1 April 2014
I’m sorry to say that I lied to you. I told you, about two or three days ago, that the Universe wasn’t a kind place. This isn’t true. When I said that, what I meant was that God wasn’t kind, and this is DEFINITELY NOT true. The truth is that God has been VERY kind to me. That was just the depression talking… the depression not having the energy to think about and feel any gratitude for all my blessings.
However, this conversation has bothered me for the past three days. I think that I realized that what I was saying wasn’t true, even as I said it, and the more that I’ve let it go is the worse that I’ve felt. I found that I couldn’t talk to God last night when I wanted to, and it was when I realized why that was, that I began to remember all of the good times that God and I have shared, and how generous He has been with me.
I remember now, how he’s saved my life on so many occasions, from illness, from motor vehicle accidents and from sure disaster at work! I’m sure that neither Stan nor that coconut vendor will ever forget how I stepped back, in front of that speeding bus at Castleton, and how it missed me by a single centimetre. I know that I will never forget how I missed hitting down, and possibly killing, an old lady, a young boy and a group of Rastafari vendors peddling their wares, when my car got out of control in the crowded parking lot of the Premier Plaza. I knew for sure that I was going to die as I saw my car arc, in reverse, on its way toward the torrent of traffic on the Constant Spring Road. I still haven’t been able to give sufficient thanks that relatively, nothing happened: three cars and a building were damaged, but no lives were lost, no injuries sustained. Beyond this, I’ll definitely remember, until the day I die, how much joy He has brought into my life here in my beautiful little Jamaica with my family, friends and beloved pets.
So yes, I can’t deny it, I do have some very great disappointments in life, but I have experienced unparalleled joy too. It would be less than gracious of me; greedy and eschewing my particular spiritual gifts, for me to concentrate on those sad moments. I can’t lie anymore, though: I have tried to keep my angst bottled-up so that I’m not responsible for despair in anyone else. I have done that instead of dealing with it responsibly. This has resulted in the tantrum that I experienced while speaking with you three days ago. For this, I am sorry.

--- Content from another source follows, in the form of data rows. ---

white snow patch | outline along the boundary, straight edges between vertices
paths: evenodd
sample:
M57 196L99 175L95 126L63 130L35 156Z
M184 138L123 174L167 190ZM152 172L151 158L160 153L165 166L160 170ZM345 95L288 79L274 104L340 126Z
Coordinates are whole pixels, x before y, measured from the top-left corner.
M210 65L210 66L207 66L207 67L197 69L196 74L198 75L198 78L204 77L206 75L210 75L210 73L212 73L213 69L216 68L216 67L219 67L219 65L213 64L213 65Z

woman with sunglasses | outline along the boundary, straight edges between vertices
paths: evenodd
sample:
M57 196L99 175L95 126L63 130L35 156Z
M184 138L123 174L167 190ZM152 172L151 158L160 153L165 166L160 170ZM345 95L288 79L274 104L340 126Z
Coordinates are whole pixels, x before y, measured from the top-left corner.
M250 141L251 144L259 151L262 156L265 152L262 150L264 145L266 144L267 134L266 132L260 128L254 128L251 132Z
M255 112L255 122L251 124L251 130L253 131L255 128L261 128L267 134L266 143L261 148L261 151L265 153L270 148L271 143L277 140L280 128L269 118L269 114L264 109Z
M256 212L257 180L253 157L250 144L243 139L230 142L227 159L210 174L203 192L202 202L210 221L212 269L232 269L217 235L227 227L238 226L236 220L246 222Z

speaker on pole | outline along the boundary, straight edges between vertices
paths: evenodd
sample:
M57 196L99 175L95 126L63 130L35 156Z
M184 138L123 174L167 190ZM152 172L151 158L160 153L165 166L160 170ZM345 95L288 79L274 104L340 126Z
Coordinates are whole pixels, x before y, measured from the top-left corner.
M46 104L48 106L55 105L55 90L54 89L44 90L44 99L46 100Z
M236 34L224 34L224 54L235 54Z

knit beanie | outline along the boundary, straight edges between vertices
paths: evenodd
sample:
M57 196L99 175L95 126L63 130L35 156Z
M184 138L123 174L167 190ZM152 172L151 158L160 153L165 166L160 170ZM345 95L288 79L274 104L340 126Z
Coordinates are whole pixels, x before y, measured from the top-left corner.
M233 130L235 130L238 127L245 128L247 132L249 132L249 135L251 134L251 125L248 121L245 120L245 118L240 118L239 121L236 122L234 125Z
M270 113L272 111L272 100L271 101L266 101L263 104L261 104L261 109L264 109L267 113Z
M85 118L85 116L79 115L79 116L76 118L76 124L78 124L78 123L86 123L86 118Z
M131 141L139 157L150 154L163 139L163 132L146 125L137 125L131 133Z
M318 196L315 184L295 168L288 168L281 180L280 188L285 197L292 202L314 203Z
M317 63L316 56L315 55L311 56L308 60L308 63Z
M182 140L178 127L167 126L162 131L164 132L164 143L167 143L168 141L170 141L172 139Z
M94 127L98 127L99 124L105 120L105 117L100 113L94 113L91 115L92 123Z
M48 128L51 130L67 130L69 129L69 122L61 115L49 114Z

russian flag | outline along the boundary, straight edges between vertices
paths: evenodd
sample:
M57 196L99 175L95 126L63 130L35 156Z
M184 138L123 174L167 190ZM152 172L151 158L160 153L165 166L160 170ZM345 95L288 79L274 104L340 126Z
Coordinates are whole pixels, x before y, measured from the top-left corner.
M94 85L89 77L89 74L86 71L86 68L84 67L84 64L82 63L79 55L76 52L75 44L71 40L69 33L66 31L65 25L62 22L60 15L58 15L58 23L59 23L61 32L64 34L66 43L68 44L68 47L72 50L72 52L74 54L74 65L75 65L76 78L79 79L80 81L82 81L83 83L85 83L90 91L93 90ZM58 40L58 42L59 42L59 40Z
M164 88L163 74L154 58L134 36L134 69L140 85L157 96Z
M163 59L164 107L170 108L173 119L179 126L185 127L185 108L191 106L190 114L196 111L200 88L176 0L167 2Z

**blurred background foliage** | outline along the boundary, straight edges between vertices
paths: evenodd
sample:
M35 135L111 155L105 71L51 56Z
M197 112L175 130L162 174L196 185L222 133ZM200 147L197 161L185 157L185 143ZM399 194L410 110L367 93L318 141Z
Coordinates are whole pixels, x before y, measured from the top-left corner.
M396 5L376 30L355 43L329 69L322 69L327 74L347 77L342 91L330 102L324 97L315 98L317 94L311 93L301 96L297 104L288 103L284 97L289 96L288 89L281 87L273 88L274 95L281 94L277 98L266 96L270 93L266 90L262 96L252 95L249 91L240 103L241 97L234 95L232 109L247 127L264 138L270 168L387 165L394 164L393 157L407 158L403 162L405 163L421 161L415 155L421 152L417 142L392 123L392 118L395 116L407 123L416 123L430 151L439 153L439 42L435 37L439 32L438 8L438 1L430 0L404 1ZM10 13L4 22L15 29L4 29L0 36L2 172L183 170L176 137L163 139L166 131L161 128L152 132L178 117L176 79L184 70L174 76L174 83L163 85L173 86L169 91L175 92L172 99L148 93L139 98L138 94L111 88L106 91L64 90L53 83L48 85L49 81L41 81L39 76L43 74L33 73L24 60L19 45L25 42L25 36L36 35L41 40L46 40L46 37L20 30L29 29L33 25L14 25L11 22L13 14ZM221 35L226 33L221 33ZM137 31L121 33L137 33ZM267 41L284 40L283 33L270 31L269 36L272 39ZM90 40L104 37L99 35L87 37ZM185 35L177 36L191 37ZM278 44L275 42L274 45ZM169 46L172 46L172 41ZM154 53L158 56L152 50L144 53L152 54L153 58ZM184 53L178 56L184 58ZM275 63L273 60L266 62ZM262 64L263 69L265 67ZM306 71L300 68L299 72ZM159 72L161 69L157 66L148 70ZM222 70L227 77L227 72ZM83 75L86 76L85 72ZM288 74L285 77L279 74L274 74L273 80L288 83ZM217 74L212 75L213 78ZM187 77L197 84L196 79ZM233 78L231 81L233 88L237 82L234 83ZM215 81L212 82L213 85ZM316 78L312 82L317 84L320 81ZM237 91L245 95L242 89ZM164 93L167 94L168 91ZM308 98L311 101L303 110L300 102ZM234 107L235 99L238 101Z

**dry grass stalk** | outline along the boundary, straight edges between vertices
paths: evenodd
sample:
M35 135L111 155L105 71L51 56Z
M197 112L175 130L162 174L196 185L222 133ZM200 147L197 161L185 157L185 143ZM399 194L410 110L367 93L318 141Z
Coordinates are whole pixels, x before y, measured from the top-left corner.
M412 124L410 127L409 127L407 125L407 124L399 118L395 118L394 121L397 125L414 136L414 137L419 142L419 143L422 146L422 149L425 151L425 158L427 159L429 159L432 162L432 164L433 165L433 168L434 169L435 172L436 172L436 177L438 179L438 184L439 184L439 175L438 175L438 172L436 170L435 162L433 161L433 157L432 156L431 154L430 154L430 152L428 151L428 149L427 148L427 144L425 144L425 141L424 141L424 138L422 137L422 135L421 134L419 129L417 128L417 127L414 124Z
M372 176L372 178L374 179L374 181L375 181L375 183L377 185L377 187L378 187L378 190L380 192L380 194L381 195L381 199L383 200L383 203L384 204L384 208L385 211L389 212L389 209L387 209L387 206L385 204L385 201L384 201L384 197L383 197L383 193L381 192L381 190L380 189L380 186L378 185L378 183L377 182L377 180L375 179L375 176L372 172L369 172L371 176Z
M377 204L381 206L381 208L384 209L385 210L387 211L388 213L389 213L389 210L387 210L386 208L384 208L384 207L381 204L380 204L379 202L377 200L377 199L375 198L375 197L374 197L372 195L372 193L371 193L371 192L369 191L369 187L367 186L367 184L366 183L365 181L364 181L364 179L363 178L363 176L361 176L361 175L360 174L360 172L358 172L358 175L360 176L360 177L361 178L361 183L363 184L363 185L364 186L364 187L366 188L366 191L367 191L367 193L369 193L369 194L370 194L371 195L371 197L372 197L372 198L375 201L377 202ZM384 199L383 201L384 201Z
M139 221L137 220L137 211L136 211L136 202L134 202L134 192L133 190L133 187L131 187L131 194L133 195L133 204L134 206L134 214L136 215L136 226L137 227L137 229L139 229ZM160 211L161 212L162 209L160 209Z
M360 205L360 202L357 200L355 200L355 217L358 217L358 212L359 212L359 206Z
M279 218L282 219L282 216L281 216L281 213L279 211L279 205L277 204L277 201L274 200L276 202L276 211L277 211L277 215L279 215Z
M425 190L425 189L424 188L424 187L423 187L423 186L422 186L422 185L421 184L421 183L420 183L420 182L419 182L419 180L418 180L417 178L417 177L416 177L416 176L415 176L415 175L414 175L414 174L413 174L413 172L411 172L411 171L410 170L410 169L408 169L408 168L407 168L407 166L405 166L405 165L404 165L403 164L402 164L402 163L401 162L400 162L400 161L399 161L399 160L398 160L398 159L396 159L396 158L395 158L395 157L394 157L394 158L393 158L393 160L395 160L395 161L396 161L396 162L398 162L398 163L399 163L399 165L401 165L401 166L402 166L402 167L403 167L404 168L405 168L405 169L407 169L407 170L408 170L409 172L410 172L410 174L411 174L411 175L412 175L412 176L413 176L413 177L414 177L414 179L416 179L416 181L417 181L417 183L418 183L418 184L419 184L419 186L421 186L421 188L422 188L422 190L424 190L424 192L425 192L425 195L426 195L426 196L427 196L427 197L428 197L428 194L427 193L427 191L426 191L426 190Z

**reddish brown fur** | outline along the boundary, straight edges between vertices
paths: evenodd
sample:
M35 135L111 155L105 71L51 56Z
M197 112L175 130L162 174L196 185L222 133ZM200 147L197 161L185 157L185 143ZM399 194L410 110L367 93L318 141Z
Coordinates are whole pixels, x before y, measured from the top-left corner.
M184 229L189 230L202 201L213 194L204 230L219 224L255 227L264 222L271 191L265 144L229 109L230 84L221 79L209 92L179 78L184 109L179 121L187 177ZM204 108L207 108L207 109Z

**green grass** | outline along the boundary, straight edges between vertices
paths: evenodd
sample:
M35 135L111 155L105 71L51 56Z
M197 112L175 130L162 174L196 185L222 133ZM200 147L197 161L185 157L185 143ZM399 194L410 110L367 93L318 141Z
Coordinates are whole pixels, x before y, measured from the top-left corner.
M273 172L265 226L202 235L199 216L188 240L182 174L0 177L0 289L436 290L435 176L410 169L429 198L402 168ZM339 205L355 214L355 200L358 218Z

You asked me, once, if I were sure that I hadn’t been spoiled as a child. I’d said that I hadn’t. The truth is that I was spoiled; though not by my parents. I was spoiled by God giving me so much treasure in my storehouse in this life and so I began to think that He and I had the kind of relationship where I could ask for anything and expect to get it. He’s teaching me that this assumption is not true, but that it does not really change anything between Him and me. Our relationship is still a very special one, but He’s not a malfunctioning ATM machine, and I’ll just have to live with that.